1/5/1998 News media contact: Linda Green · (615) 742-5470 · Nashville, Tenn

NOTE: A photograph is available

A UMNS feature by Linda Green*

OLD MUTARE, Zimbabwe (UMNS)- Thirty-four years after being expelled from the country, a former United Methodist bishop returned in triumph to help celebrate the church's centennial here.
For retired Bishop Ralph E. Dodge, 91, the anniversary celebration of the United Methodist Church in Zimbabwe represented a homecoming.

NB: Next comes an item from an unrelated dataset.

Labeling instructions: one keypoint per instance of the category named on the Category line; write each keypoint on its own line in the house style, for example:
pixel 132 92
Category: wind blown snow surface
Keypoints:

Dodge, who returned Dec. 9-14, had been forced out of the country in 1964 for his work against the discriminatory policies of the former white-minority government.
"It's nice to be back," Dodge said. "To see the development of the church is amazing, and it's gratifying."
The church was founded in 1897 by U.S. Bishop Joseph Crane Hartzell, who first preached here to 35 people. Today, the church's Zimbabwe Annual Conference has more than 100,000 members.
A former missionary to Angola, Dodge was elected bishop in 1956 by the Africa Central Conference. He was the only American Methodist missionary ever elected bishop by the African Methodist Church in the colonial territories of Angola, Mozambique, Rhodesia (now Zimbabwe) and Zaire (now the Democratic Republic of the Congo). He served as bishop for eight years before being expelled from the country in 1964. He was re-elected in exile and served another four years before retiring. He now lives in Dowling Park, Fla.
Since 1968, the United Methodist Church in Zimbabwe has been led by two African bishops, Abel T. Muzorewa and currently Christopher Jokomo.
Between his missionary service and his Episcopal election, Dodge served for six years as the executive secretary of Africa for the Board of Mission, predecessor to the General Board of Global Missions.
Dodge participated in the 100th anniversary session of the Zimbabwe Annual Conference by preaching the ordination service and helping ordain 13 pastors as elders. He asked the pastors to:
· install Jesus Christ in their minds as Savior and God;
· preach the Word; and
· realize that God through the Holy Spirit will be a guide in all of life.
Dodge also received an honorary degree from Africa University on Dec. 14 for his efforts to promote education on the continent during and after his tenure as bishop.
He was responsible for assisting many African students in receiving a college education in the United States. The Dodge Family Foundation recently established the Ralph and Eunice Dodge Memorial Endowed Scholarship to support a student annually in the Faculty of Education at Africa University.
When Dodge, accompanied by his son Ed, stepped off the plane in Harare to attend the conference and celebrations, he was met by Grace Cole Musuka. Through Dodge's efforts, Musuka received a scholarship to Drury College in Springfield, Mo.
The return to Zimbabwe to take a leadership role in the conference session was frightening for Dodge.
"I have never craved leadership," he said. "I'm not a natural leader and was forced into the things I've done. My whole contribution to Africa came at the right time for what I felt I could give. My contribution was in trying to encourage people to assume responsibility and leadership."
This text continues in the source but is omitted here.